Python code for Algorithmic Trading: Chapter One

Wed 26 October 2016 by Adrian Torrie

This post is part 1 of the "Python code for the book Algorithmic Trading by Ernie Chan" series:

  1. Python code for Algorithmic Trading: Chapter One

Summary

Part of a series that takes the formulas and MATLAB code found in Ernie Chan's book, Algorithmic Trading: Winning Strategies and Their Rationale (2013)

Version Control

In [1]:
%run ../../code/version_check.py
Python: 3.5.2 |Continuum Analytics, Inc.| (default, Jul  2 2016, 17:53:06) 
[GCC 4.4.7 20120313 (Red Hat 4.4.7-1)]

matplotlib:	2.0.0
numpy:		1.11.3
pandas:		0.19.2
quandl:		3.0.1
sklearn:	0.18.1
scipy:		0.18.1

Change Log

Date Created: 2016-10-26

Date of Change    Change Notes
--------------    ----------------------------------------------------------------
2016-10-26        Initial draft
2016-10-27        Fixed formatting
2017-01-20        Layout changes
2017-04-31        * Added versioning of modules
                  * Added alignment to table holding critical values for test

2. Notebook References

2.1 CAGR
2.2 Pandas Time Series Offset Aliases

3. Backtesting and its relationship to Hypothesis Testing


The book suggests a general form of backtesting follows the hypothesis testing framework as follows:

  1. Compute the test statistic (average daily return for the active period)
  2. Assume the average daily return = 0, and call this the null hypothesis
  3. Assume Gaussian (Normal) Distribution of daily returns with 0 (zero) mean
  4. Using the null hypothesis assumed distribution of daily returns, compute the p-value.
  5. Lookup p-value against critical values to determine significance

If p-value is less than 0.01 (less than 1% chance), we reject the null hypothesis, meaning the average daily returns from the backtest are statistically significant.

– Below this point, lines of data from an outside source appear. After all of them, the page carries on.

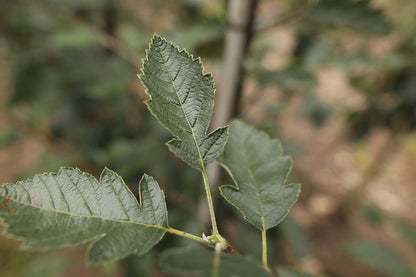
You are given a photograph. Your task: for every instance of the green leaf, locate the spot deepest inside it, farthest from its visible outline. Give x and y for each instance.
(182, 99)
(354, 14)
(199, 262)
(259, 170)
(55, 210)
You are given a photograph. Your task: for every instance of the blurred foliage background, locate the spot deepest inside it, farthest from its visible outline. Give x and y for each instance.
(335, 80)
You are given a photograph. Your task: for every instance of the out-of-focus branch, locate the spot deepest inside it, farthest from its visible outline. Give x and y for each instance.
(106, 40)
(283, 18)
(241, 16)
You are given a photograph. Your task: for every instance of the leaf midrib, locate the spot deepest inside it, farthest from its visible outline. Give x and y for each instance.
(254, 187)
(89, 216)
(183, 110)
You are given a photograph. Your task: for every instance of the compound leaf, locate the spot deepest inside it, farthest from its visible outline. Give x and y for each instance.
(200, 262)
(182, 99)
(259, 170)
(54, 210)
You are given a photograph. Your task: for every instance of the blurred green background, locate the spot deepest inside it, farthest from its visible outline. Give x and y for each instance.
(334, 80)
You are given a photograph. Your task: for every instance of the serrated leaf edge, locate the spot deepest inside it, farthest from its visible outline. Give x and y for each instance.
(198, 59)
(93, 239)
(236, 186)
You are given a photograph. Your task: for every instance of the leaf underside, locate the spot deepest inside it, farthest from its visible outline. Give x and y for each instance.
(54, 210)
(182, 99)
(259, 170)
(199, 262)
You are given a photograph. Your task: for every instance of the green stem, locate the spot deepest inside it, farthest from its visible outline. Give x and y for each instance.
(209, 198)
(264, 242)
(216, 262)
(185, 234)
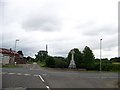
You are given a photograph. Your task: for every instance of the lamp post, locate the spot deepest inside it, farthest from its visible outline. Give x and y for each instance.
(15, 48)
(100, 54)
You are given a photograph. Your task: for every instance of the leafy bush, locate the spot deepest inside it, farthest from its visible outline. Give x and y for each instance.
(50, 62)
(60, 64)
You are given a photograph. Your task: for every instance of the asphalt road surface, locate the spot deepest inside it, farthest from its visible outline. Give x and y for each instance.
(32, 76)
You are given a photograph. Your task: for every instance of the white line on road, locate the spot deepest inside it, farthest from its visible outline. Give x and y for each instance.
(48, 87)
(27, 74)
(4, 72)
(41, 78)
(19, 73)
(35, 75)
(11, 73)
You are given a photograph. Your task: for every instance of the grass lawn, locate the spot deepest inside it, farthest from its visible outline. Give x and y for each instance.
(9, 66)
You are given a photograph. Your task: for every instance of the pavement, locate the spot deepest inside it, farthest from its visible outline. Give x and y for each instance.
(32, 76)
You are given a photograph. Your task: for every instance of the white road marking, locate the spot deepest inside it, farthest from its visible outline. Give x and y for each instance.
(4, 72)
(44, 74)
(11, 73)
(41, 78)
(36, 75)
(27, 74)
(19, 73)
(48, 87)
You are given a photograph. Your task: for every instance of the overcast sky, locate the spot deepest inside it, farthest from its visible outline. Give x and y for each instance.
(62, 24)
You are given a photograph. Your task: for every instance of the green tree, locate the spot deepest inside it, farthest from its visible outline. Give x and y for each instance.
(50, 62)
(78, 57)
(88, 58)
(41, 56)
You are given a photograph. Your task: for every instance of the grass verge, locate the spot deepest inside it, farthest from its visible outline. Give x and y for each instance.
(9, 66)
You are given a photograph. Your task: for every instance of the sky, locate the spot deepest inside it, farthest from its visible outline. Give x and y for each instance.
(61, 24)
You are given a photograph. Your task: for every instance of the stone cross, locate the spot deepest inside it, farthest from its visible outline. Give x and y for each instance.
(72, 62)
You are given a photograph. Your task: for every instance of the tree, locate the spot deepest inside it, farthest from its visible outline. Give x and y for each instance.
(50, 62)
(78, 58)
(41, 56)
(20, 52)
(88, 58)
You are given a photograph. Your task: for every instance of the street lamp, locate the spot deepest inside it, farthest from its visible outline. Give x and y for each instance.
(15, 48)
(100, 54)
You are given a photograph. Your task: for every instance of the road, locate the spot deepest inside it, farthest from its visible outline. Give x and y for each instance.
(32, 76)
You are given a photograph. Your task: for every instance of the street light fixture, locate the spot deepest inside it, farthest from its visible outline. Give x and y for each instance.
(15, 48)
(100, 54)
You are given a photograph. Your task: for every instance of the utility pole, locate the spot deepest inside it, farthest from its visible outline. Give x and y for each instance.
(100, 55)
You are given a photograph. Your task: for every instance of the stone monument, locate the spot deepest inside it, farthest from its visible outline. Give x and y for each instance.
(72, 62)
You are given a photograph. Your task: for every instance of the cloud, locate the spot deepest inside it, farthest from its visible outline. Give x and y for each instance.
(41, 24)
(105, 30)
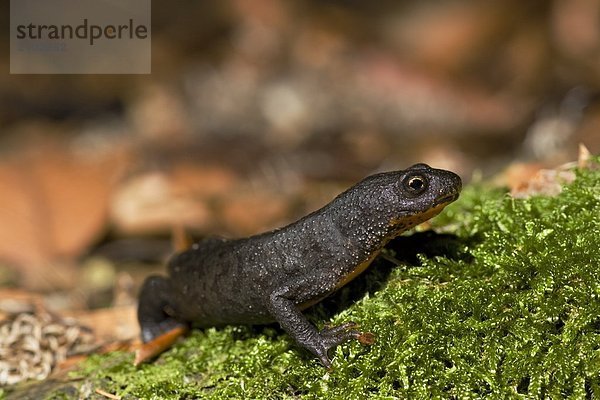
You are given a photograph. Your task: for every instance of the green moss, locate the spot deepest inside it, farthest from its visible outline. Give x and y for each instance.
(508, 306)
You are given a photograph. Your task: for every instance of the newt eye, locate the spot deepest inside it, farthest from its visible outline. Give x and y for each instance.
(416, 184)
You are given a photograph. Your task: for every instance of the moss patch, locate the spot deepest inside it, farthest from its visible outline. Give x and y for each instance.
(505, 304)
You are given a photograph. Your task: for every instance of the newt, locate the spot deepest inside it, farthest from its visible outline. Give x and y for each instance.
(274, 276)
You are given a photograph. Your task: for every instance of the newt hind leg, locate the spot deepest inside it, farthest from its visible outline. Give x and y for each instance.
(156, 311)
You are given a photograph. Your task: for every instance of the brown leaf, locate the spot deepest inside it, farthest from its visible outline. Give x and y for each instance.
(54, 204)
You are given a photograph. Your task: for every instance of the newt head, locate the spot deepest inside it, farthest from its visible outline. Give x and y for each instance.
(412, 196)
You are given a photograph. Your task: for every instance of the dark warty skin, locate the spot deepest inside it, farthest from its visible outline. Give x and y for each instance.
(275, 275)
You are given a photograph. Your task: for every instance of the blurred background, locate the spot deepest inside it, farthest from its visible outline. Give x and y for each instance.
(259, 111)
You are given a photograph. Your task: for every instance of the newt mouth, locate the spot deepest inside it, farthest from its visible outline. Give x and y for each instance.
(446, 199)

3.1 Sharpe Ratio Test Statistic (srt-stat)

The book cites a reference, (Bernston, 2002) with the citation stated as:

... the standard test statistic for a Gaussian distribution is none other than the average divided by the standard deviation and multiplied by the square root of the number of data points ..."

which when written in equation form looks like:

$$\text{srt-stat} = \left(\frac{\mu}{\sigma}\right) \sqrt{n}$$

where:

\begin{align} \mu & = \text{the }\textbf{mean of the daily returns} \\ \sigma & = \text{the }\textbf{standard deviation of the daily returns} \\ n & = \text{the number of data points, also known as the }\textbf{number of samples} \end{align}

The srt_stat is then then compared to a table of critical values to determine statistical significance, with the table again being cited from Bernston (2002) in Chan's book (code below):

p-value Critical values
0.1 1.282
0.05 1.645
0.01 2.326
0.001 3.091

Note:

  • The smaller the p-value (or the larger the srt_stat), the better, with respect to being statistically significant.
  • Because the Gaussian distriution is "described" by parameters (mu - $\mu$, and sigma - $\sigma$), the test is classified as a parametric test

4. Coding the Sharpe Ratio Test Statistic


First we setup the Jupyter Notebook to display charts nicely, followed up by sourcing 11 years of adjusted daily close price data from Yahoo! Finance, and then have a quick look at how to find a single days worth of data.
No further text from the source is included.